DefinitionEU AI Office
The EU AI Office is a body within the European Commission established to oversee general-purpose AI (GPAI) models and to coordinate the implementation and enforcement of the EU AI Act across the Union. It supervises GPAI providers, supports the development of codes of practice and guidance, fosters consistency among national authorities, and contributes to international cooperation on AI. It works alongside national market-surveillance authorities and advisory bodies created by the Act. This describes its institutional role, not legal advice.
DefinitionSystemic-risk AI
Systemic-risk AI is, under the EU AI Act, the category of general-purpose AI (GPAI) models with high-impact capabilities whose reach could have significant effects across the Union. The Act presumes systemic risk where a model’s training compute exceeds a defined threshold, and such models carry additional obligations — for example model evaluation, systemic-risk assessment and mitigation, incident reporting and cybersecurity. The AI Office supervises these models.

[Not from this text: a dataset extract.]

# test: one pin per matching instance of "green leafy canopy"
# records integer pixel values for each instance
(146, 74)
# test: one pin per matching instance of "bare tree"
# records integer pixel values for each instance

This describes the regulatory classification and its consequences, not legal advice on any model.
DefinitionAI regulatory sandbox
An AI regulatory sandbox is a controlled environment, established by a competent authority, in which innovative AI systems can be developed, trained, tested and validated under regulatory supervision before they are placed on the market. The EU AI Act requires member states to set up at least one national AI sandbox and provides the framework for them from Article 57 onwards. Sandboxes aim to support innovation, legal certainty and learning for both providers and regulators. This describes the mechanism, not legal advice.